A África do Sul vive um momento paradoxal: enquanto a violência política está nos níveis mais baixos já registrados, a criminalidade bate recordes a cada dia.
O relatório que será divulgado esta semana pelo Comitê de Direitos Humanos da África do Sul (CDH) diz que ocorreram 105 mortes por motivos políticos em agosto –contra 562 no mesmo mês de um ano atrás.
"É o menor índice registrado desde fevereiro de 1992", afirmou à Folha o diretor nacional do CDH, Patrick Kelly. Esse número é também o menor desde a criação do CDH, em 1988.
Não houve um único registro de assassinato político de pessoas brancas no mês passado.
Mas a criminalidade está chegando a um nível nunca antes registrado: em 93, uma pessoa foi morta por hora só no Transvaal, região onde fica Johannesburgo.
Este ano, 173 policiais já foram mortos. "Mate um policial por dia" era uma palavra-de-ordem dos negros durante o apartheid.
Em cinco anos, os assassinatos não-políticos aumentaram 48%.
Com os dados registrados em 93, a África do Sul ganhou o título de "campeã mundial de assassinatos": 97 por 100 mil habitantes, dez vezes mais do que nos EUA. Foram mortas, por motivos políticos ou não, 20.363 pessoas.
No centro de Johannesburgo, as lojas têm seguranças particulares armados com metralhadoras. Há mercearias que só atendem através de grades.
Hillbrow, que já foi um bairro central "in" na noite da cidade, está perdendo suas casas noturnas. Só na primeira semana de agosto, a polícia registrou 13 estupros.
Eleições satisfatórias

Há diversas explicações para essa inversão na motivação dos assassinatos na África do Sul. "Os resultados das eleições foram satisfatórios para a maioria dos partidos", diz o diretor do Comitê de Direitos Humanos.
Durante o regime do apartheid, que definia locais de moradia diferenciados para brancos e negros, a população descendente de africanos se organizou em partidos dos quais alguns tinham entre suas estratégias os assassinatos políticos.
Os alvos eram tanto brancos que sustentavam o apartheid como negros de outros partidos. Pouco antes de Nelson Mandela ser libertado da prisão, em 1990, o CDH chegou a registrar mais de 700 assassinatos políticos em um mês.
Em março, quando o Inkatha –partido que reúne a maioria negra zulu– ainda não havia aderido ao processo eleitoral, 552 pessoas foram mortas. Em maio, após as eleições, morreram 195.
O CNA (Congresso Nacional Africano), partido do presidente Mandela, eleito em abril, reúne mais negros xhosa, inimigos históricos dos zulus.

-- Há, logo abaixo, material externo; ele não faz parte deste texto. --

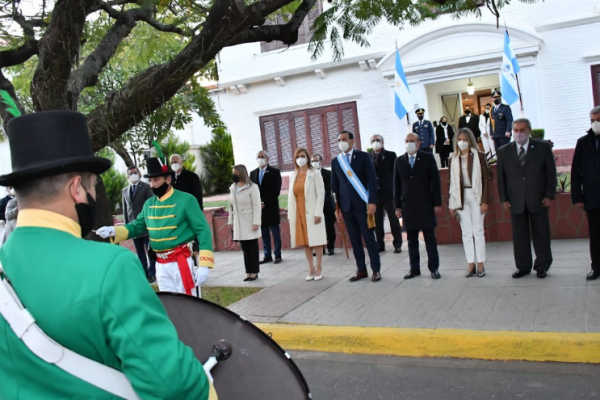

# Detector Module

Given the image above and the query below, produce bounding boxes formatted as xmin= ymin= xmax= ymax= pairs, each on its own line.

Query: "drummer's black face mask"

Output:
xmin=75 ymin=182 xmax=97 ymax=237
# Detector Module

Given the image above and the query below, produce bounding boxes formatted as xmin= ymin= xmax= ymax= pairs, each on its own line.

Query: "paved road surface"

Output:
xmin=292 ymin=352 xmax=600 ymax=400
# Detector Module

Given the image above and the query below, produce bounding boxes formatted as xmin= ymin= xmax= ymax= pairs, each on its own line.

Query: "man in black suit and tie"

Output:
xmin=371 ymin=135 xmax=402 ymax=253
xmin=331 ymin=131 xmax=381 ymax=282
xmin=497 ymin=118 xmax=556 ymax=278
xmin=394 ymin=133 xmax=442 ymax=279
xmin=458 ymin=105 xmax=481 ymax=142
xmin=490 ymin=90 xmax=513 ymax=152
xmin=311 ymin=154 xmax=335 ymax=256
xmin=571 ymin=106 xmax=600 ymax=281
xmin=250 ymin=150 xmax=281 ymax=264
xmin=122 ymin=166 xmax=156 ymax=283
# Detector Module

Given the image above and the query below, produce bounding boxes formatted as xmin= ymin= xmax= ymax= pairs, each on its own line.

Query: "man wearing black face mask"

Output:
xmin=0 ymin=108 xmax=216 ymax=400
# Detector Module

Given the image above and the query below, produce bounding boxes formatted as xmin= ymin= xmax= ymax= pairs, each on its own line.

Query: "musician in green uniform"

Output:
xmin=0 ymin=104 xmax=217 ymax=400
xmin=96 ymin=142 xmax=215 ymax=296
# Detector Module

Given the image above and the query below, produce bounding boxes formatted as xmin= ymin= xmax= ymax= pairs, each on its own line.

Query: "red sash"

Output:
xmin=156 ymin=244 xmax=196 ymax=296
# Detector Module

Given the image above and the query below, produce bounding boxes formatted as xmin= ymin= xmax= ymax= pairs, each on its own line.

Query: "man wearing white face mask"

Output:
xmin=122 ymin=166 xmax=156 ymax=283
xmin=571 ymin=106 xmax=600 ymax=281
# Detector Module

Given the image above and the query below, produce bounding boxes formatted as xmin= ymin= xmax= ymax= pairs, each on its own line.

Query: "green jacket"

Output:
xmin=0 ymin=210 xmax=216 ymax=400
xmin=114 ymin=188 xmax=215 ymax=268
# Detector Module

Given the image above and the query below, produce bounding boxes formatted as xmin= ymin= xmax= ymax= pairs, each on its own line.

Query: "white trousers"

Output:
xmin=481 ymin=134 xmax=496 ymax=158
xmin=456 ymin=189 xmax=485 ymax=264
xmin=156 ymin=257 xmax=210 ymax=297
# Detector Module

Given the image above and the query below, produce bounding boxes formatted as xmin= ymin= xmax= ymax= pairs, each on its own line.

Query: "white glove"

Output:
xmin=96 ymin=226 xmax=116 ymax=239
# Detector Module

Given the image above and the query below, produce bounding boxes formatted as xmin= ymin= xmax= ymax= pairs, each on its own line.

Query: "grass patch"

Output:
xmin=152 ymin=284 xmax=262 ymax=307
xmin=204 ymin=194 xmax=288 ymax=210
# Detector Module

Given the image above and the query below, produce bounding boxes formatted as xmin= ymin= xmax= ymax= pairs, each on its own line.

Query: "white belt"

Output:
xmin=0 ymin=264 xmax=141 ymax=400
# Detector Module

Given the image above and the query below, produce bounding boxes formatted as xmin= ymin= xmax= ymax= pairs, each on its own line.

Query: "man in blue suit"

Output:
xmin=413 ymin=108 xmax=435 ymax=153
xmin=331 ymin=131 xmax=381 ymax=282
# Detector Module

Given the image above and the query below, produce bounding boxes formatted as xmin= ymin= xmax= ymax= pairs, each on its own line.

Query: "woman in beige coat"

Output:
xmin=288 ymin=148 xmax=327 ymax=281
xmin=228 ymin=165 xmax=261 ymax=282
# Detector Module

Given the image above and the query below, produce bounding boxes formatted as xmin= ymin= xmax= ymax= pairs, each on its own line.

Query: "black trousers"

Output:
xmin=240 ymin=239 xmax=260 ymax=274
xmin=325 ymin=212 xmax=335 ymax=250
xmin=406 ymin=229 xmax=440 ymax=272
xmin=587 ymin=210 xmax=600 ymax=271
xmin=511 ymin=208 xmax=552 ymax=272
xmin=375 ymin=192 xmax=402 ymax=249
xmin=342 ymin=210 xmax=381 ymax=272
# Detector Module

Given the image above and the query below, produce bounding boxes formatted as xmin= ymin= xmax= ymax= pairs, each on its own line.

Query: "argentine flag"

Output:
xmin=500 ymin=31 xmax=521 ymax=105
xmin=394 ymin=50 xmax=414 ymax=119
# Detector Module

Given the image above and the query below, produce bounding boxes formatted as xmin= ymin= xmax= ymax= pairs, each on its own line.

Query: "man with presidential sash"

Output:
xmin=97 ymin=145 xmax=214 ymax=297
xmin=331 ymin=131 xmax=381 ymax=282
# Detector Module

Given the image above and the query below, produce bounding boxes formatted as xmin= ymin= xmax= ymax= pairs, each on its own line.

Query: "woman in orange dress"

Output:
xmin=288 ymin=148 xmax=327 ymax=281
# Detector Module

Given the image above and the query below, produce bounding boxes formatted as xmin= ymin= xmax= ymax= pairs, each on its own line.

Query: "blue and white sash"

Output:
xmin=337 ymin=153 xmax=369 ymax=204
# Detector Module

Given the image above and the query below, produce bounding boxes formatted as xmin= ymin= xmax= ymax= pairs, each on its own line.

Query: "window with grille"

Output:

"Durante o apartheid, o próprio governo e a Terceira Força (grupos para exterminar negros, formados por brancos ligados à polícia) mataram muita gente", afirma Kelly.
"Isso diminuiu o respeito dos negros pela vida", diz. "Além disso, há um enorme fosso econômico entre brancos e negros."
Com a mudança na legislação, a partir de 1990, muitos negros começaram a se mudar para regiões mais centrais, antes reservadas aos brancos, como Hillbrow.
Para Kelly, alguns dos membros de organizações que antes cometiam assassinatos políticos estão hoje em "sindicatos de crime".
"Não dá para prever quando nem onde vai haver um assalto ou estupro", diz o porta-voz da polícia sul-africana, Jan Combrinck.
A solução tem sido tentar envolver as comunidades em programas anticrime. "Está funcionando", diz Combrinck.
Em Riverlea, um dos bairros negros da periferia de Johannesburgo, foram registrados 2.907 crimes em 1993, contra 3.342 em 1992.